Feelings are an important part of YOU. In order to live fully and effectively, you need many sources of information (e.g., your senses, your thoughts, your perceptions) to guide you, motivate you, and help you make sense of things.

For example:

1) To feel sadness in response to loss

2) To feel happiness in response to something desirable

Two students experience the same event on scoring 90% on a test, but interpreting that event in dramatically different ways.

 

One student's interpretation might be, "Wonderful! That was a tough test, I studied hard, and it paid off!"

Now, imagine the other student's interpretation to be, "Oh no! I didn't get the top score. I'm never going to get into grad school and that's terrible."

 

Probably, the first student's emotional response will be positive; the second student's negative. The event was the same for both; the differing interpretations led to the differing emotional responses.

 

Definition:  There is no specific definition. Words or even silence, at times, that express empathy and improve the state of mind with a sense of esteem, empowering them, and selfness not giving any negative feelers is responding appropriately. This ensures that the children are guided to healthy emotional growth with a good emotional vocabulary.

 

If you value their emotions, they will too.  

 

Example:

A Surf Excel advertisement...two kids walking back from school and the little girl falls in a puddle of muddy water and starts crying. The little boy then plays dramatically and falls on to the puddle and starts beating into the puddle and he gets all muddy. He gets up and tells the girl "It (as in the "puddle" is saying 'Sorry'). The girl gets her smile back on her face.

 

The boy's action and response made her feel better. What better way, we could have said or done anything. Action speaks louder than words.

 

Activity 1: Play different kinds of music that categorize sad, happy, celebration, patriotic, angry, silly, and encouraging emotions.
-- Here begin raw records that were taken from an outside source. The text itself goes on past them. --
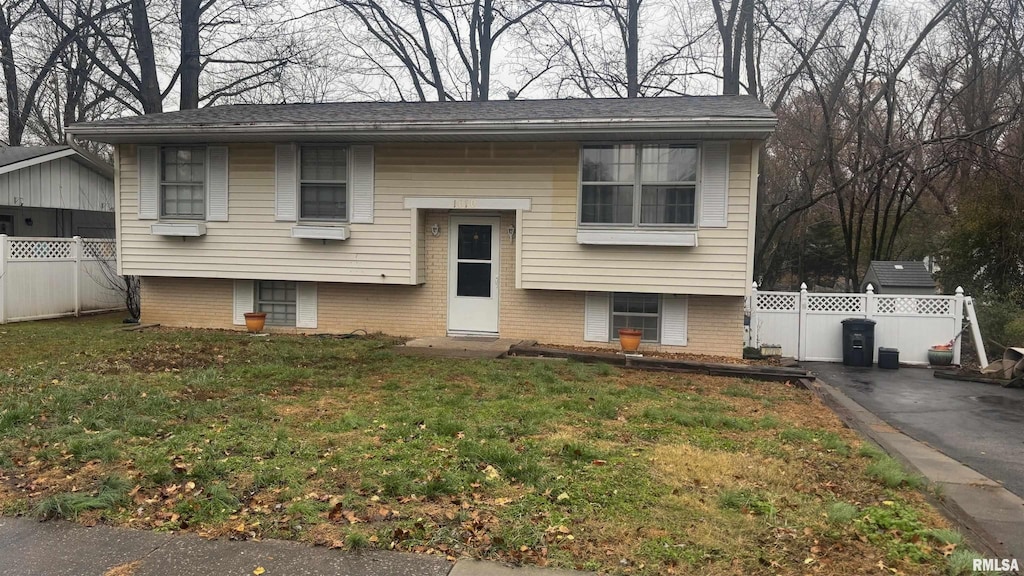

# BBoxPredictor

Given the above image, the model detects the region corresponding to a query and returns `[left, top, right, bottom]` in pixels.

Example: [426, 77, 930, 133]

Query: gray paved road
[801, 362, 1024, 497]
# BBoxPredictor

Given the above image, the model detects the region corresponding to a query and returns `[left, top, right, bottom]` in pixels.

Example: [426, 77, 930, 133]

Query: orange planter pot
[245, 312, 266, 332]
[618, 328, 643, 354]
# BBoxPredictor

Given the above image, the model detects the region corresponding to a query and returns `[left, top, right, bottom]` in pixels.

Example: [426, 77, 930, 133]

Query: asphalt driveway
[801, 362, 1024, 497]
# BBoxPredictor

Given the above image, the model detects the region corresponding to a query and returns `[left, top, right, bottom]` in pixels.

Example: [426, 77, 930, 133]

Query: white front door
[449, 216, 501, 334]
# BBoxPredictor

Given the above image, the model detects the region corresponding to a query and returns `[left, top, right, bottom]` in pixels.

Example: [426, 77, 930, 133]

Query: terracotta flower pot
[245, 312, 266, 333]
[618, 328, 643, 354]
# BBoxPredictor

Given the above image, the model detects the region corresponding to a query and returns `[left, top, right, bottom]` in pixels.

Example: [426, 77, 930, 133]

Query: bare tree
[337, 0, 550, 100]
[523, 0, 712, 97]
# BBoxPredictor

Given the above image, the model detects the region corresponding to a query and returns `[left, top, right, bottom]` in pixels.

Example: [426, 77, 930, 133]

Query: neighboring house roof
[0, 146, 114, 177]
[0, 146, 71, 168]
[865, 260, 935, 288]
[68, 96, 775, 142]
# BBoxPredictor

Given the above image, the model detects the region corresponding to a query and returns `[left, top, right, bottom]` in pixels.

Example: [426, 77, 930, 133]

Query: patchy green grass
[0, 317, 972, 575]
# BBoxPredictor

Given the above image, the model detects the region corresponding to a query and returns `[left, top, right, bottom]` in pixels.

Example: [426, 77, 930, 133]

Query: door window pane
[459, 224, 492, 260]
[456, 262, 490, 298]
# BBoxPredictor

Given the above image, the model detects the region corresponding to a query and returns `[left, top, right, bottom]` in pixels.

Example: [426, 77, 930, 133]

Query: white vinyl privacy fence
[0, 235, 124, 324]
[750, 286, 965, 364]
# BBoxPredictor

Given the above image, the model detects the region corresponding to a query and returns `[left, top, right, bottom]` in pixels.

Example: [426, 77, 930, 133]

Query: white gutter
[68, 118, 776, 142]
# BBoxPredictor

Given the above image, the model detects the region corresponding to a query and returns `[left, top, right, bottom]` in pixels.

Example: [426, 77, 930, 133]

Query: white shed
[0, 146, 114, 238]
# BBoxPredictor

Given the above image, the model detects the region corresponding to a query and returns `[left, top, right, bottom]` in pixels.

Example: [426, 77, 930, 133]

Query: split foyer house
[70, 96, 775, 356]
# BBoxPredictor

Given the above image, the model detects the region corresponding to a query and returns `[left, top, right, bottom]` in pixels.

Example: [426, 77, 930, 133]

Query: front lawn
[0, 317, 970, 574]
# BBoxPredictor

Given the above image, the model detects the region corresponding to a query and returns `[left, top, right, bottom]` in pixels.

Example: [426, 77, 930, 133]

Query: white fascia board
[406, 197, 532, 211]
[577, 230, 697, 248]
[68, 118, 777, 143]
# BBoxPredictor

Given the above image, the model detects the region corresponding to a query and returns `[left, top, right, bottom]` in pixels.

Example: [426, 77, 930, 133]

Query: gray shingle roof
[73, 96, 775, 131]
[867, 260, 935, 288]
[0, 146, 70, 167]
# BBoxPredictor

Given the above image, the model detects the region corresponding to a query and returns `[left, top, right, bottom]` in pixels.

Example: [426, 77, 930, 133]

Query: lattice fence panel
[8, 240, 74, 260]
[82, 240, 117, 260]
[807, 294, 864, 314]
[758, 292, 797, 312]
[876, 296, 953, 316]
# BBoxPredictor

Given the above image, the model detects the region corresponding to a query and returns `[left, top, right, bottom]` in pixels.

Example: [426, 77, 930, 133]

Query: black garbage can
[843, 318, 874, 368]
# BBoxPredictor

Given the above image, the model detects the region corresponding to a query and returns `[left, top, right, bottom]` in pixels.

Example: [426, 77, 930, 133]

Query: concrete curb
[0, 517, 592, 576]
[803, 379, 1024, 559]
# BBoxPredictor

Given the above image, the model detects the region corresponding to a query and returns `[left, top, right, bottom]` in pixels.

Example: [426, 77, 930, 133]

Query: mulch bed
[508, 342, 811, 382]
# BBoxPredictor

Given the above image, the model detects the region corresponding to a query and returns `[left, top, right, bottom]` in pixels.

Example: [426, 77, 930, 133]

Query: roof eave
[68, 117, 776, 143]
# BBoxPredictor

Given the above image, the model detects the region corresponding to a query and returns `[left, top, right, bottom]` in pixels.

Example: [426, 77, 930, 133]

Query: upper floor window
[580, 145, 697, 227]
[160, 147, 206, 219]
[299, 146, 348, 220]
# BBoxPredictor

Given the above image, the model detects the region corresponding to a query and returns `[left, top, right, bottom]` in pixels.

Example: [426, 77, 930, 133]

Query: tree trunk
[179, 0, 201, 110]
[477, 0, 495, 100]
[0, 7, 25, 146]
[626, 0, 640, 98]
[131, 0, 164, 114]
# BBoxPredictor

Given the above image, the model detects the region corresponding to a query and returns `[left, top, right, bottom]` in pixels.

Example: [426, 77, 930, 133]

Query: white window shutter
[206, 146, 227, 222]
[349, 146, 374, 224]
[662, 294, 689, 346]
[699, 141, 729, 228]
[138, 146, 160, 220]
[234, 280, 256, 326]
[583, 292, 611, 342]
[295, 282, 316, 328]
[274, 143, 299, 222]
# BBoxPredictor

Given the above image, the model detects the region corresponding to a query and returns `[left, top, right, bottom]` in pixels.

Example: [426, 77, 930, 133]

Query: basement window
[256, 280, 296, 326]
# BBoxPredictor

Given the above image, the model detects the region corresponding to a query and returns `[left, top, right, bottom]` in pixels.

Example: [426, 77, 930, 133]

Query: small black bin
[843, 318, 874, 368]
[879, 347, 899, 370]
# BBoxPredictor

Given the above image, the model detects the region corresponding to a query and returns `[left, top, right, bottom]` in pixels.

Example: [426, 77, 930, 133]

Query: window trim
[577, 140, 703, 231]
[608, 292, 665, 344]
[253, 280, 299, 328]
[157, 143, 210, 222]
[295, 142, 352, 224]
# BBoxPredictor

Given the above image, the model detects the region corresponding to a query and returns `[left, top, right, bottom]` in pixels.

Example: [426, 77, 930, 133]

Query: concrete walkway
[808, 368, 1024, 560]
[394, 336, 520, 358]
[0, 517, 584, 576]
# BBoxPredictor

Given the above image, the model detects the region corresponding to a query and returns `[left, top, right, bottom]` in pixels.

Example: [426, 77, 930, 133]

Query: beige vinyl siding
[119, 141, 753, 296]
[521, 141, 751, 296]
[120, 143, 412, 284]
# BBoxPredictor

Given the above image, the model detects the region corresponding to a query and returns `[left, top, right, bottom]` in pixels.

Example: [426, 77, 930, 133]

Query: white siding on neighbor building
[119, 141, 751, 296]
[0, 157, 114, 212]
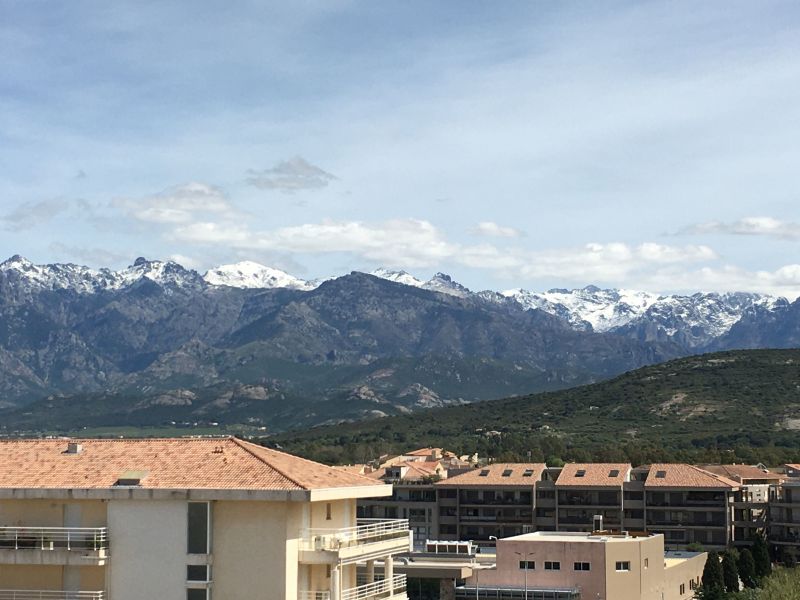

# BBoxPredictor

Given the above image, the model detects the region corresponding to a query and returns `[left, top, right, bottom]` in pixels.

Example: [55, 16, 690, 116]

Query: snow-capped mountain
[0, 255, 202, 294]
[203, 260, 317, 290]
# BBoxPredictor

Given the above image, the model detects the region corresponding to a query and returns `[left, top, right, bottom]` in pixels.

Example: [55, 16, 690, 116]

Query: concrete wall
[106, 500, 187, 600]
Let the child explore each of the tunes and recognize the emotions behind each of the music would help the child to understand different emotions.

 

Activity 2: Making a painting that depicts an evening in the park with the following pictures:

- A bunch of kids playing making a circle (emotion: happy)

- Children playing the slide and waiting for their turn (emotion: patience)

- Child playing the swing, while another child crying for the swing (emotion: sad)

- A dog chasing a child (emotion: fear/ afraid)

- A child at the ice cream stand (Emotion: excitement)

 

Many more scenarios that show frustration, angry, crying, boredom and other emotions can be introduced.

 

Make small placards with all these emotions and get them to tag these placard to the painting.